After I watched It’s A Sin, I had so much respect for Russell T Davies and everyone who made that, it floored me. I want people to come away from the play, wanting to be a part of that gang. I think that would be my ultimate goal. I want it to be so much fun, that this is not reverential in some way. It’s a celebration of the queer community and its allies.
So it’s more of an ensemble piece in that respect?
Yes. I’m a huge fan of Ryan Murphy’s work, like Horror Story, Feud and Pose, he has a great skill of creating wonderful ensembles of people. The actor in me wants all the people to get a crack of the whip and to get to show off. So absolutely, it’s an ensemble piece.
You’ve had an extensive stage career as an actor but tell me about your journey as a playwright.
When I was 17, I wrote a play in my little hometown of Widnes and put that on for three nights. Then at 18, I wrote The Boy in the Bed, which was bizarre: he’s not really bedridden, he’s obsessed with Marilyn Monroe, and abuses his carer. I wanted to put it on in London, so I wrote to some of my favourite actors. Julie Walters and Barbara Windsor gave me some money that helped fund it. I actually worked with Julie a few years ago so I got to finally like to thank her. But I’d not written since then. I went to drama school, became an actor, and it became a therapeutic hobby.
Going from writing this play about queer history to playing Patrick in My Policeman, did that research grounding of queer history help inform the character, or even vice versa?
I suppose in terms of my play, the people involved are pushing for rights for queer people. Patrick is living in the society that the people of my play are fighting to get out of. It informed it in terms of none of these people see themselves as victims, but are skilfully thriving in a society in which it’s difficult to do that. In that respect, I have a lot of admiration for Patrick.
Left-right: Davind Dawson, Emma Corrin and Harry Styles in My Policeman (Image: Parisa Taghizadeh © AMAZON CONTENT SERVICES LLC)
I think of Patrick at the end of My Policeman and how there are LGBTQ+ elders in our society who haven’t had their stories told. You’re unearthing this history that shows we’ve always been here, which is so important.
Exactly that! With The Institute, and for many of these queer people, there wasn’t lineage of children and families to keep those stories alive. I think I’ve taken it on as a personal responsibility to bring these people to the forefront and for them to be celebrated.
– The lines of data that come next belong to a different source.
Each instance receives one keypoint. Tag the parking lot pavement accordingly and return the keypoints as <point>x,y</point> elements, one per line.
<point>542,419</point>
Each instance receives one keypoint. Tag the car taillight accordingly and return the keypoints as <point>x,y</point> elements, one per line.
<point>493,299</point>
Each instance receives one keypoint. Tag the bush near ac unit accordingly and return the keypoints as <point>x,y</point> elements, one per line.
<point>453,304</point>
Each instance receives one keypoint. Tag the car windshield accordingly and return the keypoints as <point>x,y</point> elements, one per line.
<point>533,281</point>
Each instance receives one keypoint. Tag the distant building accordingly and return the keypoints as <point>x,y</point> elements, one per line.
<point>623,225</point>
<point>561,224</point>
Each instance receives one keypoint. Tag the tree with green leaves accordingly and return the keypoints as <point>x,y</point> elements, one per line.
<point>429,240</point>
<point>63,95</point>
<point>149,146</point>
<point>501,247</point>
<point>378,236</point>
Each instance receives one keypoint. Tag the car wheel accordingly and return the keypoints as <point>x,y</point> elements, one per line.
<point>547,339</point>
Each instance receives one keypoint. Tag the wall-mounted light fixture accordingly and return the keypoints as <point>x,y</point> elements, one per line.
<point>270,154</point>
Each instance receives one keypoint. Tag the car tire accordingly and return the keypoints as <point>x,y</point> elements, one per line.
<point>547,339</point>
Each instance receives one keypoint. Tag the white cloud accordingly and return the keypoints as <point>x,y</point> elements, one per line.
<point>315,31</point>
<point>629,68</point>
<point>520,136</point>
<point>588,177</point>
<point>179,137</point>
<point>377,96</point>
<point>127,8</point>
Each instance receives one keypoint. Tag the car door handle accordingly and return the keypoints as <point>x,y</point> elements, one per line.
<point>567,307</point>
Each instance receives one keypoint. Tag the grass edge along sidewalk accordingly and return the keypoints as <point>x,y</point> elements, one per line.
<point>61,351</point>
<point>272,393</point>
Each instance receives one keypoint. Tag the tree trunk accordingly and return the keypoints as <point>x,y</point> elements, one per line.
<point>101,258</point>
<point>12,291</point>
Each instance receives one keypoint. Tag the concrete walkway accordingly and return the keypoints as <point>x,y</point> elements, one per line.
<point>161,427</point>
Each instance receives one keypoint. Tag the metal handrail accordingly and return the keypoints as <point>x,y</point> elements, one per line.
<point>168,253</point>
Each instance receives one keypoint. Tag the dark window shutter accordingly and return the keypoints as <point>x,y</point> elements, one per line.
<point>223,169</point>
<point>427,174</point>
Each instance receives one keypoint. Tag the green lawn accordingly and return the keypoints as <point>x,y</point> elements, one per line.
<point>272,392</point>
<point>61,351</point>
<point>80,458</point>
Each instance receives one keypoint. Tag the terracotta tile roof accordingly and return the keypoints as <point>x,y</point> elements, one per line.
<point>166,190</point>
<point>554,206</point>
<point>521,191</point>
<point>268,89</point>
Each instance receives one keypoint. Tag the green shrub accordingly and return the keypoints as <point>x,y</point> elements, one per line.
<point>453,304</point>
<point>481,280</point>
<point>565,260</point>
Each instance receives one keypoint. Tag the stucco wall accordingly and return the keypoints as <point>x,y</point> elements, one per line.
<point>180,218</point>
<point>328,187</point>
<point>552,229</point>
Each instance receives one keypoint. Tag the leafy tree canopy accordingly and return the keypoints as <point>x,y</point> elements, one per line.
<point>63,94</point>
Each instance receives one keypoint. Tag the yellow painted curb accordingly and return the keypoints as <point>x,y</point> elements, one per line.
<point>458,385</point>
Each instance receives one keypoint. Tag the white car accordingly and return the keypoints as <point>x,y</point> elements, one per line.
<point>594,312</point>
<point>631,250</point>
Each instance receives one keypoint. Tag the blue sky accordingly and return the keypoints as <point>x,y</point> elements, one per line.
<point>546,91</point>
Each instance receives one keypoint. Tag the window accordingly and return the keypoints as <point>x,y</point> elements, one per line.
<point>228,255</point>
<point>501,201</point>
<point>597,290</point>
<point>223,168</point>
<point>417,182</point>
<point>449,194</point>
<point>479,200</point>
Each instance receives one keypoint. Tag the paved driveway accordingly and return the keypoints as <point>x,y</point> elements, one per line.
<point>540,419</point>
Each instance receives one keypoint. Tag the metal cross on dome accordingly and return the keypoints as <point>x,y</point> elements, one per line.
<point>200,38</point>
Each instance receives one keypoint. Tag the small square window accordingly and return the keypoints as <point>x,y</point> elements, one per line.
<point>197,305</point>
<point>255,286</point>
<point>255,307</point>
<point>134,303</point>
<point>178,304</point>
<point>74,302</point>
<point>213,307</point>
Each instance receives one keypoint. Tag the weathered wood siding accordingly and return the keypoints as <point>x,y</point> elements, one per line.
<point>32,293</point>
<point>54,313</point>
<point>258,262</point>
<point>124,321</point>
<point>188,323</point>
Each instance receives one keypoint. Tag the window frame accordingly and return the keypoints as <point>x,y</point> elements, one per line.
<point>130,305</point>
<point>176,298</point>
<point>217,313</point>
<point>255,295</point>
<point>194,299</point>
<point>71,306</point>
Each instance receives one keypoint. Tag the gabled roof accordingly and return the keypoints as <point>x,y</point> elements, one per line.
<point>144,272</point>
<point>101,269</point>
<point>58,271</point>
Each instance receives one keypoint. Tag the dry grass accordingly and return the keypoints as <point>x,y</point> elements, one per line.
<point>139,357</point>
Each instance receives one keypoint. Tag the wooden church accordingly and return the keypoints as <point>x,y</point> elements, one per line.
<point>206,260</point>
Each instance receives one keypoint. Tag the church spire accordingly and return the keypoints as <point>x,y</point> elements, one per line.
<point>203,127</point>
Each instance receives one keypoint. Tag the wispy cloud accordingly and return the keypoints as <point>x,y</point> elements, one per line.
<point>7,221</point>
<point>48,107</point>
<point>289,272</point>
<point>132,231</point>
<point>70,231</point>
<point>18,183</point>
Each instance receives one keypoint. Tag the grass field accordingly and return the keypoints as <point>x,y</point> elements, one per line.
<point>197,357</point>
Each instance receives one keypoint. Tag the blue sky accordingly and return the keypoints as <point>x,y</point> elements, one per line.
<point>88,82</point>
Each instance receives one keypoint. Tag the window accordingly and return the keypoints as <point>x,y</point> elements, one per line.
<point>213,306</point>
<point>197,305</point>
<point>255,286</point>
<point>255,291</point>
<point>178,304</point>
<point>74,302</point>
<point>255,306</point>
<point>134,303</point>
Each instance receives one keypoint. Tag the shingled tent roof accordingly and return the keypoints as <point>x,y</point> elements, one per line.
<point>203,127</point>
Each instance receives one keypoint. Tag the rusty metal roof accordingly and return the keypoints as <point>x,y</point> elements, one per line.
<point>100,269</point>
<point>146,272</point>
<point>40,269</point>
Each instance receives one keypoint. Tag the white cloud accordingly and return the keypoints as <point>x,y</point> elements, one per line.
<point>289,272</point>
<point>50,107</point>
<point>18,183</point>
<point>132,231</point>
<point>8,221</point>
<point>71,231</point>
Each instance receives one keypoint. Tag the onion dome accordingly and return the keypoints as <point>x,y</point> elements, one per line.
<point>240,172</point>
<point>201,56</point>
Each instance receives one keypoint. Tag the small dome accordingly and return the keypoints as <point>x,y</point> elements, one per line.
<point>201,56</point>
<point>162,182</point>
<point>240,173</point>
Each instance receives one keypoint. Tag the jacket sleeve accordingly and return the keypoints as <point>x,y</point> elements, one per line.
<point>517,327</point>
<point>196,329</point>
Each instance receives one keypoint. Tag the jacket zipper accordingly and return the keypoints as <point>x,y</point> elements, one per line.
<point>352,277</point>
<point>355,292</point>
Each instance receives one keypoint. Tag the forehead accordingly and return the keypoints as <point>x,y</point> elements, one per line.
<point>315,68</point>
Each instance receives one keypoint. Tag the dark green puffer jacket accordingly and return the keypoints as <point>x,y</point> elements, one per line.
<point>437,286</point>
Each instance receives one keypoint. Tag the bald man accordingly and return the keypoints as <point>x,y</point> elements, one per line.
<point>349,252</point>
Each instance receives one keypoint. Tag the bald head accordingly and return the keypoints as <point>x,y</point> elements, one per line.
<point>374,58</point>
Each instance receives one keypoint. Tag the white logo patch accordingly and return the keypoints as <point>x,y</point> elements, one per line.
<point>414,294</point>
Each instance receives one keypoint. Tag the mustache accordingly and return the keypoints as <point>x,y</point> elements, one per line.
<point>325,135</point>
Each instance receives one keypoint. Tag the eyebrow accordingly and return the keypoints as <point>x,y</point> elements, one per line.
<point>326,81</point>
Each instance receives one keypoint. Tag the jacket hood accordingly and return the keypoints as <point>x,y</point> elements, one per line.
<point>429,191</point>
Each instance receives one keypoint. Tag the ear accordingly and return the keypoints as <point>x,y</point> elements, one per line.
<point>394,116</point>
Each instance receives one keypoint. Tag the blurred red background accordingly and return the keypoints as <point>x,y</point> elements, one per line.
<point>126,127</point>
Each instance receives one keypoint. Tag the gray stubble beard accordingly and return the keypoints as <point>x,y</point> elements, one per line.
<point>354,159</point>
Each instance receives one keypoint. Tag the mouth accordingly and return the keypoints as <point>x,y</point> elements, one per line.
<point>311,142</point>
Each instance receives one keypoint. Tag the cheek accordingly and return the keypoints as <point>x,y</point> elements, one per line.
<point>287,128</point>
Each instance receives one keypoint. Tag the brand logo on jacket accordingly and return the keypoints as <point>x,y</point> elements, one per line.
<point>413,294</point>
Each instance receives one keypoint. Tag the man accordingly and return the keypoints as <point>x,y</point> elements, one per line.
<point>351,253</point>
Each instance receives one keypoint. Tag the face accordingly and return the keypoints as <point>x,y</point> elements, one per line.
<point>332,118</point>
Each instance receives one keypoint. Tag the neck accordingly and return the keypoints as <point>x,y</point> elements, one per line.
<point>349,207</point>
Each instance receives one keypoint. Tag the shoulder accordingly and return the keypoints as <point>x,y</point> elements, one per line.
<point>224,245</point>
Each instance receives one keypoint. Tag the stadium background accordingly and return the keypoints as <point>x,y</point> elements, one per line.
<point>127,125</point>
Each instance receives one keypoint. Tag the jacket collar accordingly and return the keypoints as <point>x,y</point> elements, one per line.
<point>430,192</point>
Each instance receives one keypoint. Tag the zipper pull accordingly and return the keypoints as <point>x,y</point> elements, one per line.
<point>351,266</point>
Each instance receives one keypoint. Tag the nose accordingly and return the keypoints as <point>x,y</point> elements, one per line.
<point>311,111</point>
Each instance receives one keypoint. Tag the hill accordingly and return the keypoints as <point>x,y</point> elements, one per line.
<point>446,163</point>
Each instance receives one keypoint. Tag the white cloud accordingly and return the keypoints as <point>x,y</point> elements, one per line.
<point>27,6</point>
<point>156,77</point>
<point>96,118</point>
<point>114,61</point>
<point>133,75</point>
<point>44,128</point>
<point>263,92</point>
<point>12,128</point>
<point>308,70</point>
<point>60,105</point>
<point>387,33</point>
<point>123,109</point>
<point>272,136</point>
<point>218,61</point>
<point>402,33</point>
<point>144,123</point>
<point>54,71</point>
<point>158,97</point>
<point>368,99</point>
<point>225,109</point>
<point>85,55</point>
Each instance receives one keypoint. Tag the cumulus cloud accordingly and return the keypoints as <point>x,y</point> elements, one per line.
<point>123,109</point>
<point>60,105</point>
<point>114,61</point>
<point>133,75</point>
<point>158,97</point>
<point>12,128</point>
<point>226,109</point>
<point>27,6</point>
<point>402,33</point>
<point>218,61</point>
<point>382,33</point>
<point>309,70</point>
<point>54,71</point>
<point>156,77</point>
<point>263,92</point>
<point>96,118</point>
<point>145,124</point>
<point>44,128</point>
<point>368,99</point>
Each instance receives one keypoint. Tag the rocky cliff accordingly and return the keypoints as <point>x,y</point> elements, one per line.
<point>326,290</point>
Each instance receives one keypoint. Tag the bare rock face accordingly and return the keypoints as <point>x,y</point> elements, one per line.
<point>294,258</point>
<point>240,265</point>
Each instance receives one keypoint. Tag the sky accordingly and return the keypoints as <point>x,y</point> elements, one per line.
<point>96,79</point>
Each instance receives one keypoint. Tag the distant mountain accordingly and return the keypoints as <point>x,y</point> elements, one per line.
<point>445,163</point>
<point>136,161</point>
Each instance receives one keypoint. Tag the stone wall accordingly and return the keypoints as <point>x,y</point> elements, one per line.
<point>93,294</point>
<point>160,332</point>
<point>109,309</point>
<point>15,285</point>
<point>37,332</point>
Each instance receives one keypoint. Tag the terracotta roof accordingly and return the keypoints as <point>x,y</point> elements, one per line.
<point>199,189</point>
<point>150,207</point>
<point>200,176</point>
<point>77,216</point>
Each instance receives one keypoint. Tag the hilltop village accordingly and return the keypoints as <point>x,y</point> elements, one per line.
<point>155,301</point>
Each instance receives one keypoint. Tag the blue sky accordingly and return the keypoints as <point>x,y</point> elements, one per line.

When you’re performing, in My Policeman, for example, you have Emma Corrin and Harry Styles to bounce off but how was it to craft characters independently?
I’ve got some wonderful friends that I trust the taste of greatly. I have never been scared to share my piece and get their feedback, it’s the only way I’ll learn. I think over the whole process of two years, I’ve given it to about 10 different people I love dearly. The piece has grown and changed accordingly and they, including gendered intelligence, were a really important part of that process.
Finally, you’re telling the story of The Institute now, why do you feel it resonates at this point in time?
I watched Tom Daley’s Illegal To Be Me and that was an incredibly powerful reminder not to take the laws, privileges and freedoms we have in this country for granted. But there’s still so much more to be done and in many parts of the world to be someone like me would be incredibly difficult. I just wanted to have a play that was a real, great celebration of incredible queer people, all together.